Package: exim4-config
Version: 4.92-8+deb10u4
Severity: important
Tags: security

Dear Maintainer,

When configured using the 'smarthost' or 'satellite' configuration from
exim4-config 4.92-8+deb10u4 (Debian 10 / buster), that configuration will by
default not enforce encrypted connections to the smarthost.  There is
documentation in README.Debian.gz on how to enable encryption, but the steps
laid out there have no effect, and Exim can still fall back to using
unencrypted connection when connecting to the smarthost.  And even if an
encrypted connection is used, the certificate of the server is not verified.

Workaround
----------

Set

  hosts_require_tls = *
  tls_verify_hosts = *

on the remote_smtp_smarthost transport.  Any encrypted connection for which
certificate verification fails will be closed, and delivery will be deferred.
The client Exim will never use unencrypted connections to the smarthost.
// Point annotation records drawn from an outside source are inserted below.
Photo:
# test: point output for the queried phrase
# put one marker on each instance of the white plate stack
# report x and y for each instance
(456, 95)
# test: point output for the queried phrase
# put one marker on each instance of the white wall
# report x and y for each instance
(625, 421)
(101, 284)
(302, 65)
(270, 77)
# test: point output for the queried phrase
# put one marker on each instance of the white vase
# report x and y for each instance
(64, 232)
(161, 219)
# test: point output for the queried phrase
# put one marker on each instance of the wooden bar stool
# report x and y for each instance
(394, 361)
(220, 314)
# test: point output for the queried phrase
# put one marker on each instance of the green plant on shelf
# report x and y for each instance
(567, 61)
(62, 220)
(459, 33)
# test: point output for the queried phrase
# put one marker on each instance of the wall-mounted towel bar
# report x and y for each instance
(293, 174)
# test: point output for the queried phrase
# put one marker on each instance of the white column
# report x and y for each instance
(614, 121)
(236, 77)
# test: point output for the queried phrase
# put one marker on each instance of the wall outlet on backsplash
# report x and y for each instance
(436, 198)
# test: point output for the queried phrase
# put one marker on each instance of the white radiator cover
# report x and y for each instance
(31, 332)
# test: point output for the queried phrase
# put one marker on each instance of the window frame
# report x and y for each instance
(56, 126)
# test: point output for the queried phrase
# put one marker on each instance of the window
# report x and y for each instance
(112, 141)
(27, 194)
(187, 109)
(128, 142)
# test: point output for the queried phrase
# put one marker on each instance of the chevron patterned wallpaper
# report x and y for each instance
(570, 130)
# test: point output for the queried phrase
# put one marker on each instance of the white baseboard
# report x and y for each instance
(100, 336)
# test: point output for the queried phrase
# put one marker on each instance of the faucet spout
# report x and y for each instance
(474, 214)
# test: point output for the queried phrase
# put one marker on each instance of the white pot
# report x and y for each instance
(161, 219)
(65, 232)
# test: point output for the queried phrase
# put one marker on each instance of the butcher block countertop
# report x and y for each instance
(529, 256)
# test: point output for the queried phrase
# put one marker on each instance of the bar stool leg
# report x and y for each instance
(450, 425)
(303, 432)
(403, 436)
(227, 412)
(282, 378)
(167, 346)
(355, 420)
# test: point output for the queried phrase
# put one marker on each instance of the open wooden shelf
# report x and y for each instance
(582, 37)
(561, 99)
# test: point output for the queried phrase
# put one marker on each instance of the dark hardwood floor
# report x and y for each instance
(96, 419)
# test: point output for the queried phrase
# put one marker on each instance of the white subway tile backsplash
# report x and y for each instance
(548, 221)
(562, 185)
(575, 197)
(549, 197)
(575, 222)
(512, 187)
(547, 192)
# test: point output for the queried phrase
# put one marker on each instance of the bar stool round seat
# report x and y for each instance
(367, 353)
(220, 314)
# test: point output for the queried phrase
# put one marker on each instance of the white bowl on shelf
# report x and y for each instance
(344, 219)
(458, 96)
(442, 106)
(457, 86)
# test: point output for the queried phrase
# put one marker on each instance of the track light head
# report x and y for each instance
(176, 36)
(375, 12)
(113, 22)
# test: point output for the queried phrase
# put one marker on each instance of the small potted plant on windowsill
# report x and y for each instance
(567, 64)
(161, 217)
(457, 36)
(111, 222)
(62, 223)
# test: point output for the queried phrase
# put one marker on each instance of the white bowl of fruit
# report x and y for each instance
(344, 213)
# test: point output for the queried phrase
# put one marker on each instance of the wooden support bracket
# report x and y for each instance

Alternatively, the same effect can be achieved by setting

  REMOTE_SMTP_SMARTHOST_HOSTS_REQUIRE_TLS = *
  REMOTE_SMTP_SMARTHOST_TLS_VERIFY_HOSTS = *

in /etc/exim4/conf.d/main/000_localmacros, although the latter one is only
available since Debian 11 (bullseye).

Details
=======

When configuring Exim to use a smarthost by name
(e.g. `smarthost.example.com`, but not `smarthost.example.com/MX`) and to
encrypt the connection to the smarthost, I expect Exim to
- require encryption (no fallback to an unencrypted connection),
- verify the certificate (e.g. validity period, purpose, etc),
- verify that the certificate is (recursily) signed by a trusted CA,
- require the configured hostname to match the certificate,
- and to refrain from using the connection if any of the above steps fail.

This is what I'll call _fully verified SSL_.  Connections that use encryption
but don't ensure that all of those verification steps succeed I'll call
_unverified SSL_.

I'm excluding smarthosts looked up via MX records here, because I'm currently
not in that situation, and also I have no clue how that is supposed to be
matched to certificates.  So I have no expectations there.

To avoid the mail content being intercepted between client and smarthost, I'd
like to require fully verified SSL on that connection.
`/usr/share/doc/exim4/README.Debian.gz`, section 2.2.1. "Exim 4 as TLS/SSL
client" explains that

> Exim will use TLS via STARTTLS automatically as client if the server Exim
> connects to offers it.

This is opportunistic SSL/TLS, which makes sense in the context of independent
mailservers talking with each other.  As a client talking to a smarthost, I
should know whether the server supports TLS or not, and in the case considered
here it does support it.  In this situation, doing SSL/TLS opportunistically
will lower security.

The documentation then goes on to talk about client certificates.  Sandwiched
between two paragraphs dealing with those is a paragraph

> The certificate presented by the remote host is not checked unless you
> specify a tls_verify_certificate option on the transport.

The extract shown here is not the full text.